Donc, la langue. Je veux dire la trace du corse dans le français de Napoléon Bonaparte.

 Napoléon garda de cette première langue un fort accent en français, qu’il écrivait avec de nombreuses fautes d’orthographe – mais Louis XIV aussi, ce qui ne lui fut jamais reproché, les réformateurs sourcilleux viendront plus tard. Cependant, nous devons à Napoléon des pages admirables, qu’il a le plus souvent, dictées. Il parlait le français d’oreille. La musique de la langue ne lui a pas avait pas échappé. Et s’il portait la trace de la langue corse dans sa langue française, il en porte aussi la musique: il roulait les « r ». Ainsi, il prononcera toujours Taillerand et non Talleyrand.

  Caulaincourt rapporte qu’il usait parfois d’étranges expressions : ainsi, il avait relevé que, Napoléon s’adressant à sa mère, lui avait dit : « Je ne suis pas le fils de la poule blanche. » Expression équivalente au français :  « Je ne sors pas de la cuisse de Jupiter. »  On comprend très bien que la première expression utilisée par Napoléon est une traduction littérale du corse : « Ùn sò micca u figliolu di a gallina bianca. »

  Dans son Histoire de lambassade dans le Grand-Duché de Varsovie en 1812, l’abbé de Pradt, s’il évoque l’esprit supérieur de Napoléon, note aussi les particularités de sa langue : « Doué d’une sagacité merveilleuse, infinie. Étincelant d’esprit saisissant, créant dans toutes questions des rapports inaperçus ou nouveaux ; abondant en images vives, en expressions animées, et, pour tout dire, dardées, plus pénétrantes par l’incorrection même de son langage, toujours un peu imprégné d’étrangeté. »

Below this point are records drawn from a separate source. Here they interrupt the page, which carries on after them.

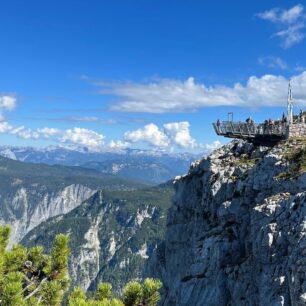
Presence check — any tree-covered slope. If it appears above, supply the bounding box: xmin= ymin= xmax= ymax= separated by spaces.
xmin=0 ymin=156 xmax=144 ymax=242
xmin=22 ymin=184 xmax=173 ymax=290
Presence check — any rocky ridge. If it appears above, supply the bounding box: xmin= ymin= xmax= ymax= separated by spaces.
xmin=146 ymin=139 xmax=306 ymax=306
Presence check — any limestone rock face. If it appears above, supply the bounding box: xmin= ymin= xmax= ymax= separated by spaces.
xmin=146 ymin=141 xmax=306 ymax=306
xmin=0 ymin=184 xmax=96 ymax=244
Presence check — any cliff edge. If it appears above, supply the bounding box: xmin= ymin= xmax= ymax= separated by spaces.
xmin=147 ymin=139 xmax=306 ymax=306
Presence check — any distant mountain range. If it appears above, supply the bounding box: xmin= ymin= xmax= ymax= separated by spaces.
xmin=0 ymin=146 xmax=200 ymax=184
xmin=0 ymin=156 xmax=146 ymax=242
xmin=22 ymin=184 xmax=174 ymax=292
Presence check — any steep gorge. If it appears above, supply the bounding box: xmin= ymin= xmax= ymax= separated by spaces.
xmin=146 ymin=139 xmax=306 ymax=306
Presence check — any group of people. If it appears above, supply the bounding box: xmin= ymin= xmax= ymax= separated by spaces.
xmin=216 ymin=109 xmax=306 ymax=133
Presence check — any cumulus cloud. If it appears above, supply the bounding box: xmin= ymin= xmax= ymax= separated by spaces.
xmin=124 ymin=123 xmax=169 ymax=147
xmin=60 ymin=127 xmax=105 ymax=151
xmin=0 ymin=96 xmax=16 ymax=111
xmin=10 ymin=126 xmax=39 ymax=139
xmin=107 ymin=140 xmax=130 ymax=151
xmin=37 ymin=127 xmax=62 ymax=138
xmin=257 ymin=4 xmax=306 ymax=49
xmin=258 ymin=56 xmax=288 ymax=70
xmin=164 ymin=121 xmax=197 ymax=149
xmin=124 ymin=121 xmax=221 ymax=152
xmin=97 ymin=71 xmax=306 ymax=113
xmin=0 ymin=121 xmax=12 ymax=133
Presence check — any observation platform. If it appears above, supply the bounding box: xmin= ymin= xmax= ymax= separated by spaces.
xmin=213 ymin=121 xmax=288 ymax=145
xmin=213 ymin=121 xmax=306 ymax=146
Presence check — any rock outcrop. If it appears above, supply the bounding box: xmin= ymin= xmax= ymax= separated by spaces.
xmin=0 ymin=184 xmax=96 ymax=244
xmin=21 ymin=184 xmax=173 ymax=292
xmin=146 ymin=139 xmax=306 ymax=306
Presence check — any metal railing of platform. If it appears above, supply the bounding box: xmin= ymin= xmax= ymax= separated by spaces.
xmin=213 ymin=121 xmax=287 ymax=138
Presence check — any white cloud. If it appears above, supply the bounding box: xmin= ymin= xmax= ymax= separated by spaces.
xmin=257 ymin=4 xmax=306 ymax=49
xmin=37 ymin=127 xmax=62 ymax=138
xmin=124 ymin=123 xmax=169 ymax=147
xmin=0 ymin=96 xmax=16 ymax=111
xmin=107 ymin=140 xmax=130 ymax=151
xmin=0 ymin=121 xmax=12 ymax=133
xmin=10 ymin=126 xmax=39 ymax=139
xmin=124 ymin=121 xmax=221 ymax=153
xmin=97 ymin=71 xmax=306 ymax=113
xmin=60 ymin=127 xmax=105 ymax=151
xmin=164 ymin=121 xmax=197 ymax=149
xmin=258 ymin=56 xmax=288 ymax=70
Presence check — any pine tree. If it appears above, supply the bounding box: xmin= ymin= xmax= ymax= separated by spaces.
xmin=0 ymin=226 xmax=69 ymax=306
xmin=0 ymin=226 xmax=162 ymax=306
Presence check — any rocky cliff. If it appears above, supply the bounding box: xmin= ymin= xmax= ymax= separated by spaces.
xmin=22 ymin=184 xmax=173 ymax=291
xmin=0 ymin=156 xmax=143 ymax=243
xmin=146 ymin=139 xmax=306 ymax=306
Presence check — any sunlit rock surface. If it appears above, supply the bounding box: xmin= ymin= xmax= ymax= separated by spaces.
xmin=146 ymin=140 xmax=306 ymax=306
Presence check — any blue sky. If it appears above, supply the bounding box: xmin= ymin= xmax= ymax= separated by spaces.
xmin=0 ymin=0 xmax=306 ymax=151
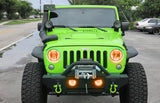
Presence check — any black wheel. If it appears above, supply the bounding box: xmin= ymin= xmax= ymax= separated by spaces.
xmin=153 ymin=29 xmax=159 ymax=35
xmin=120 ymin=63 xmax=148 ymax=103
xmin=21 ymin=63 xmax=47 ymax=103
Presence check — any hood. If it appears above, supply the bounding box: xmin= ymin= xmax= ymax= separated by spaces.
xmin=47 ymin=28 xmax=123 ymax=46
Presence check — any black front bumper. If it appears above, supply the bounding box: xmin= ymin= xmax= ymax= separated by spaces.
xmin=42 ymin=61 xmax=128 ymax=95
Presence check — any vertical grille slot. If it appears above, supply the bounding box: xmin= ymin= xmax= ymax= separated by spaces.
xmin=83 ymin=51 xmax=87 ymax=58
xmin=97 ymin=51 xmax=101 ymax=63
xmin=90 ymin=51 xmax=94 ymax=61
xmin=77 ymin=51 xmax=81 ymax=61
xmin=70 ymin=51 xmax=74 ymax=64
xmin=103 ymin=51 xmax=107 ymax=68
xmin=63 ymin=50 xmax=107 ymax=68
xmin=63 ymin=51 xmax=67 ymax=68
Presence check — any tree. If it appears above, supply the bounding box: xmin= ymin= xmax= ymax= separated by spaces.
xmin=18 ymin=1 xmax=33 ymax=18
xmin=136 ymin=0 xmax=160 ymax=18
xmin=68 ymin=0 xmax=142 ymax=21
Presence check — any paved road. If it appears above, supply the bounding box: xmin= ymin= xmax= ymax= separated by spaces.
xmin=0 ymin=22 xmax=38 ymax=50
xmin=0 ymin=31 xmax=160 ymax=103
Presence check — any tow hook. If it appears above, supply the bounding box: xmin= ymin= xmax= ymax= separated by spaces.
xmin=53 ymin=82 xmax=62 ymax=97
xmin=110 ymin=82 xmax=118 ymax=97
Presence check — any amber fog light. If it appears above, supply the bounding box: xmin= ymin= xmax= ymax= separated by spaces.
xmin=47 ymin=50 xmax=60 ymax=63
xmin=94 ymin=79 xmax=103 ymax=87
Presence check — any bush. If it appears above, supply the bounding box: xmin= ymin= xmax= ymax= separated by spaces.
xmin=129 ymin=22 xmax=136 ymax=30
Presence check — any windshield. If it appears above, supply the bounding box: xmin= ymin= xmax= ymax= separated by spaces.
xmin=51 ymin=8 xmax=117 ymax=28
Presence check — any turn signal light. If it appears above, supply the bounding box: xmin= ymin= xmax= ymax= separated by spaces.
xmin=94 ymin=79 xmax=103 ymax=87
xmin=47 ymin=50 xmax=60 ymax=63
xmin=68 ymin=79 xmax=77 ymax=87
xmin=110 ymin=49 xmax=123 ymax=62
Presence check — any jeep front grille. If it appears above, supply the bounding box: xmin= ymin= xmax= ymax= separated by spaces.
xmin=63 ymin=50 xmax=107 ymax=68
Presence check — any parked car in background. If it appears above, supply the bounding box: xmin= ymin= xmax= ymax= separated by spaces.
xmin=144 ymin=19 xmax=160 ymax=34
xmin=29 ymin=15 xmax=35 ymax=19
xmin=134 ymin=18 xmax=158 ymax=31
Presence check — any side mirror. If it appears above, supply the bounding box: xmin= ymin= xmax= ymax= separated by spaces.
xmin=37 ymin=23 xmax=42 ymax=31
xmin=50 ymin=12 xmax=58 ymax=18
xmin=121 ymin=22 xmax=129 ymax=36
xmin=121 ymin=22 xmax=129 ymax=31
xmin=113 ymin=20 xmax=121 ymax=31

 Il souligne par l’italique le nom « d’étrangeté ».

  Ce langage émaillé d’incorrections, rappelant sans cesse l’origine étrangère de Napoléon, n’a pas dû compter pour peu dans le jugement d’une certaine société, nostalgique du respect absolu de la forme. Passe encore qu’il employât cette langue – qui n’était pas la sienne, ce que son accent faisait sentir à chaque instant – quand il divulguait et représentait les valeurs de la Révolution et de la République, mais quand il devint Empereur, on n’avait pas admis qu’il en fît un usage fautif. Pour certains, la faute de langage devint alors l’équivalent d’une faute politique. L’altération du langage étant le signe le plus visible de la corruption et de l’avilissement du pouvoir, donc de son illégitimité.

  On feignit de ne pas l’envisager jusqu’à ce que Napoléon faiblisse, mais, pendant les Cent-Jours, les monarchistes se déchaînèrent : « Le Sénat conservateur, dans sa proclamation du 3 avril 1814, traite Napoléon d’étranger », écrit Chateaubriand.

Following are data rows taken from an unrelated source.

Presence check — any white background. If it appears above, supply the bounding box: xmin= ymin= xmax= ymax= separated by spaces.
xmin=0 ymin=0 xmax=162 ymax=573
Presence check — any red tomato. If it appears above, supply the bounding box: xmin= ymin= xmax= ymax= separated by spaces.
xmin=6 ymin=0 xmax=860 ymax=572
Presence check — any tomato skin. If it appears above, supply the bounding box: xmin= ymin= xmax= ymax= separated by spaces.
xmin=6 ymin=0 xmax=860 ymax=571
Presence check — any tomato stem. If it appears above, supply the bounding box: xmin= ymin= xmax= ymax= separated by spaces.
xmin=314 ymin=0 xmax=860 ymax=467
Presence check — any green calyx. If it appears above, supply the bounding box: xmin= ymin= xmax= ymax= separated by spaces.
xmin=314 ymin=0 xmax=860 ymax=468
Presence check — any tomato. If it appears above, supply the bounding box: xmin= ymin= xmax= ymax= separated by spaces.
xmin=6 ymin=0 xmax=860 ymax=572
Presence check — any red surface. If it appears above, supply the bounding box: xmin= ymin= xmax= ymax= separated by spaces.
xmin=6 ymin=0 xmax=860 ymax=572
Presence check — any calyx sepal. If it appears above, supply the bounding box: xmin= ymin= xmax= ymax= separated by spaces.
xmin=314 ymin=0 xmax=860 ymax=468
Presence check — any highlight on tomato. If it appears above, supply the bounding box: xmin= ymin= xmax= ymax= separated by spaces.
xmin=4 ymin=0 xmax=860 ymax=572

  Lui-même ne s’en était pas privé dans son pamphlet De Buonaparte et des Bourbons. Pour mieux marquer son origine étrangère, il avait rendu au nom de Bonaparte, la voyelle que Napoléon avait ôtée pour le franciser : « On désespérait, écrit-il, de trouver parmi les Français un front qui osa porter la couronne de Louis XVI : un étranger se présenta, il fut choisi. »

  De ce brûlot, que la sœur de Napoléon, Caroline, a eu entre les mains, Jean d’Ormesson disait qu’il lui faisait « des larmes essuyées par Juliette ». Il faut entendre Juliette Récamier, qui était une amie de la reine de Naples et la maîtresse – presque éternelle – de Chateaubriand : ils se sont aimés trente années durant.